A rapidly inactivating K+ current (A-type current; IA) present in murine colonic myocytes is important in maintaining physiological patterns of slow wave electrical activity. The kinetic profile of colonic IA resembles that of Kv4-derived currents. We examined the contribution of Kv4 α-subunits to IA in the murine colon using pharmacological, molecular and immunohistochemical approaches. The divalent cation Cd2+ decreased peak IA and shifted the voltage dependence of activation and inactivation to more depolarized potentials. Similar results were observed with La3+. Colonic IA was sensitive to low micromolar concentrations of flecainide (IC50 = 11 μM). Quantitative PCR indicated that in colonic and jejunal tissue, Kv4.3 transcripts demonstrate greater relative abundance than transcripts encoding Kv4.1 or Kv4.2. Antibodies revealed greater Kv4.3-like immunoreactivity than Kv4.2-like immunoreactivity in colonic myocytes. Kv4-like immunoreactivity was less evident in jejunal myocytes. To address this finding, we examined the expression of K+ channel-interacting proteins (KChIPs), which act as positive modulators of Kv4-mediated currents. Qualitative PCR identified transcripts encoding the four known members of the KChIP family in isolated colonic and jejunal myocytes. However, the relative abundance of KChIP transcript was 2.6-fold greater in colon tissue than in jejunum, as assessed by quantitative PCR, with KChIP1 showing predominance. This observation is in accordance with the amplitude of the A-type current present in these two tissues, where colonic myocytes possess densities twice that of jejunal myocytes. From this we conclude that Kv4.3, in association with KChIP1, is the major molecular determinant of IA in murine colonic myocytes.

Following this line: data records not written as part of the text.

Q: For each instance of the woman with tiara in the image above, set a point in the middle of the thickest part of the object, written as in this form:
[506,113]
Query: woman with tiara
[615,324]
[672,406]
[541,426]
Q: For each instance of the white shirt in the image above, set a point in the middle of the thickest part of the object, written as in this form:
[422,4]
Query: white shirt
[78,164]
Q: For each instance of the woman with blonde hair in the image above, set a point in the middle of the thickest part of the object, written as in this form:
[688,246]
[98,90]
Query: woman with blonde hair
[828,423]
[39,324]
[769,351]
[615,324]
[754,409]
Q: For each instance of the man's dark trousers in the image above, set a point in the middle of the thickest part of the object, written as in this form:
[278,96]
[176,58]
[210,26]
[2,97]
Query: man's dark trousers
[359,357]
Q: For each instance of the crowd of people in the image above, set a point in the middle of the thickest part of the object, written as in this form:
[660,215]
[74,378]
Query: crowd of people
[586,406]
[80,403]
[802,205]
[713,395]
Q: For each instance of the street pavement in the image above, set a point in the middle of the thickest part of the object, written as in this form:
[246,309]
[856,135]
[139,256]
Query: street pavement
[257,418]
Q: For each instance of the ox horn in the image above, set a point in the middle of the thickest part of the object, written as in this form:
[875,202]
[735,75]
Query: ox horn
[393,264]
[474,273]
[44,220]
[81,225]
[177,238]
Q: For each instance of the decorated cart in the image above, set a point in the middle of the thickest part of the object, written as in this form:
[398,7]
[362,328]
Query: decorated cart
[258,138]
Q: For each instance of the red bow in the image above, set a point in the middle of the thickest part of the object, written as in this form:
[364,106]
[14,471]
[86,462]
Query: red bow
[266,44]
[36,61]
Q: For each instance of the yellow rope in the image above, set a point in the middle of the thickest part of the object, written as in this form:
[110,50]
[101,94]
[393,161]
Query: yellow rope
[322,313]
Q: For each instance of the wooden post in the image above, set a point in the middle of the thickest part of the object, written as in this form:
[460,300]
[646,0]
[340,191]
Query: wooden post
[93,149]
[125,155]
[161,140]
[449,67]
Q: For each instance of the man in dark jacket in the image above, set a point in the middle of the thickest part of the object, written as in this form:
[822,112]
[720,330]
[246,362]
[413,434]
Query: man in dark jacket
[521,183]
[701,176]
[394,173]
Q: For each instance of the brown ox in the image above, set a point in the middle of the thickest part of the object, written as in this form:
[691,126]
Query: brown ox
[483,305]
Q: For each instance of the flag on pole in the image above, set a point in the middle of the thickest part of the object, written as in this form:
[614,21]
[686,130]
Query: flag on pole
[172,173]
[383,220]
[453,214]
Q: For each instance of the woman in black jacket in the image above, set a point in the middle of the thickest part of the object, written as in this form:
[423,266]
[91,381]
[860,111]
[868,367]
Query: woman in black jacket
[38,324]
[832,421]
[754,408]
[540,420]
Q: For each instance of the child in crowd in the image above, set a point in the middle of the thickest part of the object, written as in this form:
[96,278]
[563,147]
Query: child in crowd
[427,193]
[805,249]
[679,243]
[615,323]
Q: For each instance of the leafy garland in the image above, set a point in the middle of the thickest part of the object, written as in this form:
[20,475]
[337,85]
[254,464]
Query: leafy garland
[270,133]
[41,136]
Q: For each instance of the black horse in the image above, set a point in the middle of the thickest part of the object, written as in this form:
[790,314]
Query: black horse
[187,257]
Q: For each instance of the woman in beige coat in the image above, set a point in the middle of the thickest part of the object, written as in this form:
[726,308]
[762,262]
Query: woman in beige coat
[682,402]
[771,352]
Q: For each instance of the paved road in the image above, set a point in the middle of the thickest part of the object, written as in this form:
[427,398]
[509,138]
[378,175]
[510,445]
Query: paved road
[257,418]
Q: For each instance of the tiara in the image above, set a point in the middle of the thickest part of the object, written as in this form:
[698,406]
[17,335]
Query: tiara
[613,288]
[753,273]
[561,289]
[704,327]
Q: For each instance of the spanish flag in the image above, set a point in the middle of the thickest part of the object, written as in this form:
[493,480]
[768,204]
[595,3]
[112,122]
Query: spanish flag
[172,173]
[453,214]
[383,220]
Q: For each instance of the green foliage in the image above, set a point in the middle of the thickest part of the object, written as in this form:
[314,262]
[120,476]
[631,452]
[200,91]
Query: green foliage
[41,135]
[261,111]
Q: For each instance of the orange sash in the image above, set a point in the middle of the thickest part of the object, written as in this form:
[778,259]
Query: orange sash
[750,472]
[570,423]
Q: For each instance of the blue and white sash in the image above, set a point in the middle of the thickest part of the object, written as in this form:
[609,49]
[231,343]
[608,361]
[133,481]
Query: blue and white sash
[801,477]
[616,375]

机译:鼠结肠肌细胞中存在的快速失活的K + 电流(A型电流; IA)对于维持慢波电活动的生理模式很重要。结肠IA的动力学曲线类似于Kv4衍生的电流。我们使用药理,分子和免疫组化方法检查了Kv4α亚基对鼠结肠中IA的贡献。二价阳离子Cd 2 + 降低了峰IA,并使活化和失活的电压依赖性转移到更多的去极化电位。 La 3 + 的结果相似。结肠IA对氟卡尼的低微摩尔浓度(IC50 = 11μM)敏感。定量PCR表明,在结肠和空肠组织中,Kv4.3转录物表现出比编码Kv4.1或Kv4.2的转录物更高的相对丰度。在结肠肌细胞中,抗​​体显示出比Kv4.2-样免疫反应性更高的Kv4.3-样免疫反应性。空肠肌细胞中Kv4样免疫反应性较弱。为了解决这一发现,我们检查了K + 通道相互作用蛋白(KChIPs)的表达,该蛋白可作为Kv4介导电流的正调节剂。定性PCR鉴定了在分离的结肠和空肠肌细胞中编码KChIP家族四个已知成员的转录本。然而,通过定量PCR评估,结肠组织中KChIP转录本的相对丰度比空肠高2.6倍,其中KChIP1占优势。该观察结果符合存在于这两个组织中的A型电流的幅度,其中结肠肌细胞的密度是空肠肌细胞的两倍。由此得出的结论是,Kv4.3与KChIP1结合是鼠结肠肌细胞中IA的主要分子决定因素。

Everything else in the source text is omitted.